Selected Features (Forward): [9] Score: 0.68125
Selected Features (Forward): [9, 0] Score: 0.7
Selected Features (Forward): [9, 0, 5] Score: 0.78125
Selected Features (Forward): [9, 0, 5, 6] Score: 0.84375
Selected Features (Forward): [9, 0, 5, 6, 2] Score: 0.85
Selected Features (Forward): [9, 0, 5, 6, 2, 1] Score: 0.8375
Selected Features (Forward): [9, 0, 5, 6, 2, 1, 7] Score: 0.8375
Selected Features (Forward): [9, 0, 5, 6, 2, 1, 7, 8] Score: 0.8625
Selected Features (Forward): [9, 0, 5, 6, 2, 1, 7, 8, 4] Score: 0.8625
Selected Features (Forward): [9, 0, 5, 6, 2, 1, 7, 8, 4, 3] Score: 0.84375


This code creates a custom dataset, splits it into training and testing sets, and then implements forward feature selection. Note that this code assumes that you are using a binary classification problem and logistic regression as the classifier, but you can modify it to use other classifiers and handle different types of problems.

## Backward Feature Selection

Backward feature selection, on the other hand, starts with all available features and iteratively removes one feature at a time based on their individual performance in predicting the outcome variable. This process continues until a stopping criterion is met, such as reaching a predefined number of features or a specific level of accuracy.

In [2]:
# Implement backward feature elimination
selected_features = list(range(X_train.shape[1]))
for i in range(X_train.shape[1] - 1):
    worst_accuracy = 1
    worst_feature = None
    for j in selected_features:
        features = selected_features.copy()
        features.remove(j)
        model = LogisticRegression()
        model.fit(X_train[:, features], y_train)
        accuracy = model.score(X_test[:, features], y_test)
        if accuracy < worst_accuracy:
            worst_accuracy = accuracy
            worst_feature = j
    selected_features.remove(worst_feature)
    print("Selected Features (Backward):", selected_features, "Score:", accuracy)

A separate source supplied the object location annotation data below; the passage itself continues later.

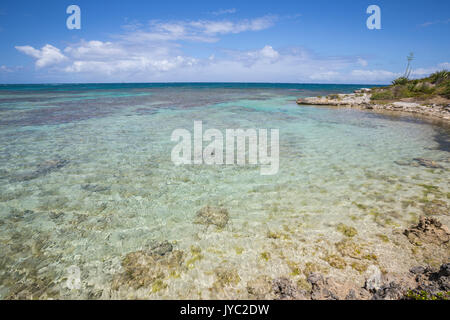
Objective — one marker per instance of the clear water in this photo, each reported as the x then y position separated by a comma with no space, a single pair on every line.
86,178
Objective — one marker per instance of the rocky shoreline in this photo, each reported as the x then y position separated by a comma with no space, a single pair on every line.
147,268
362,99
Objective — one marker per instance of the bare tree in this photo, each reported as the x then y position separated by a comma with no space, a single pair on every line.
408,70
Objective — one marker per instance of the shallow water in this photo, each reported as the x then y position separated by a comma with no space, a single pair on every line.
86,178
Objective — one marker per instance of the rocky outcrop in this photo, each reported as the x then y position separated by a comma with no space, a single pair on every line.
431,283
428,231
285,289
362,100
212,216
149,268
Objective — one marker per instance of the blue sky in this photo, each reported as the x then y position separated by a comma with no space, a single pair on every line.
238,41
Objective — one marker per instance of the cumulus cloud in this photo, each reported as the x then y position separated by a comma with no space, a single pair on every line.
423,72
47,56
430,23
224,11
197,30
156,54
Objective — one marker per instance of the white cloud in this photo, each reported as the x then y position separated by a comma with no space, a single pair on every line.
155,54
47,56
198,30
363,62
423,72
224,11
4,68
430,23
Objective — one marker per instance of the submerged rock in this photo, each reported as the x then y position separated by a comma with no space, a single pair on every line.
161,248
391,291
285,289
432,284
320,288
149,268
95,188
428,163
436,207
212,216
429,230
260,288
42,170
374,279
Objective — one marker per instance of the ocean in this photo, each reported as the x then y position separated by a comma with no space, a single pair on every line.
88,189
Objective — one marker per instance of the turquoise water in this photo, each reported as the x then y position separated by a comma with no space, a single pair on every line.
86,178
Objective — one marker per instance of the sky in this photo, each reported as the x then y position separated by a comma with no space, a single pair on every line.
297,41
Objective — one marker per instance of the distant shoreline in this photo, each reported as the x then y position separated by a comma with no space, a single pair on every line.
362,100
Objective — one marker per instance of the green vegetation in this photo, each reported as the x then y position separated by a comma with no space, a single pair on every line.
346,230
436,85
423,295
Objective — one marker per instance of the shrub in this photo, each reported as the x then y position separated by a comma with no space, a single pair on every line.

Selected Features (Backward): [0, 1, 2, 3, 4, 5, 6, 7, 8] Score: 0.7125
Selected Features (Backward): [0, 1, 2, 3, 4, 5, 6, 7] Score: 0.65
Selected Features (Backward): [0, 1, 2, 3, 4, 6, 7] Score: 0.6375
Selected Features (Backward): [1, 2, 3, 4, 6, 7] Score: 0.59375
Selected Features (Backward): [1, 2, 3, 4, 6] Score: 0.45625
Selected Features (Backward): [2, 3, 4, 6] Score: 0.4625
Selected Features (Backward): [2, 3, 4] Score: 0.4625
Selected Features (Backward): [3, 4] Score: 0.5
Selected Features (Backward): [4] Score: 0.50625


This code creates a custom dataset, splits it into training and testing sets, and then implements backward feature elimination. Note that this code assumes that you are using a binary classification problem and logistic regression as the classifier, but you can modify it to use other classifiers and handle different types of problems.

Both forward and backward feature selection have their own advantages and limitations. Forward feature selection tends to be more computationally efficient and is more likely to identify relevant features that may be missed in backward selection. However, it may also include irrelevant features that may not contribute to the overall accuracy of the model.

In contrast, backward feature selection tends to produce more parsimonious models that may be easier to interpret and have better generalizability. However, it may also remove important features that may have a significant impact on the model's accuracy.

Ultimately, the choice between forward and backward feature selection depends on the specific needs and characteristics of the dataset and the goals of the analysis.